Entrevue / Fabrice Colin

Fabrice Colin, président de l’Association des professeures et professeurs de l’Université Laurentienne (APPUL) parle de la débâcle financière à l’Université Laurentienne — la première université canadienne financée par des fonds publics à demander la protection de la Loi sur les arrangements avec les créanciers des compagnies (LACC).

Comment est-ce que la débâcle financière à la Laurentienne a-t-elle évoluée depuis 2021?

Le personnel académique a appris le 1er février 2021 que l’université se mettait sous la protection de la LACC. Il s’en est suivi une intense médiation, une nouvelle convention collective, un plan de restructuration académique, et la suppression de 110 postes de professeurs en avril 2021. Parmi ceux qui ont perdu leur emploi, une vingtaine ont choisi la retraite plutôt que le licenciement, pour ainsi que le plus grand nombre de leurs collègues conservent leurs emplois. Une autre vingtaine de professeurs ont démissionnés ou ont pris leurs retraites après la vague de licenciements.

La restructuration académique a été profonde. Certaines facultés dont celle de la santé et de l’éducation ont été combinées. Plusieurs départements ont disparu tandis que d’autres ont été amalgamés. Tous ces changements ont entrainé un surcroît de travail important pour le personnel académique restant. Les incertitudes entourant le processus de la LACC pèsent lourd non seulement sur le corps professoral, mais également sur les étudiants, et sur la communauté. Le moral est au plus bas sur le campus.

Quelle a été la position de l’APPUL vis-à-vis de l’administration de l'Université?

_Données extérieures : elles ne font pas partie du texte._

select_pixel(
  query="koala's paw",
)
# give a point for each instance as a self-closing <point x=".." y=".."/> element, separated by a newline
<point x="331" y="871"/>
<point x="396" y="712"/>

Il y a eu un vote de confiance à l'égard de la haute administration qui s’est tenu en même temps que la ratification de la convention collective. Les membres de l’APPUL ont demandé la démission des personnes qui nous ont conduit à cette débâcle.

Comme l’APPUL l’a plaidé depuis le début de la crise, le rapport préliminaire de la vérificatrice générale de l’Ontario a établi que le recours à la LACC était inapproprié. Notre convention collective comporte des clauses concernant les situations financières critiques qui auraient dû être invoquées. Selon le rapport de la vérificatrice générale, l’université n’a jamais considéré sérieusement l’invocation de ces clauses.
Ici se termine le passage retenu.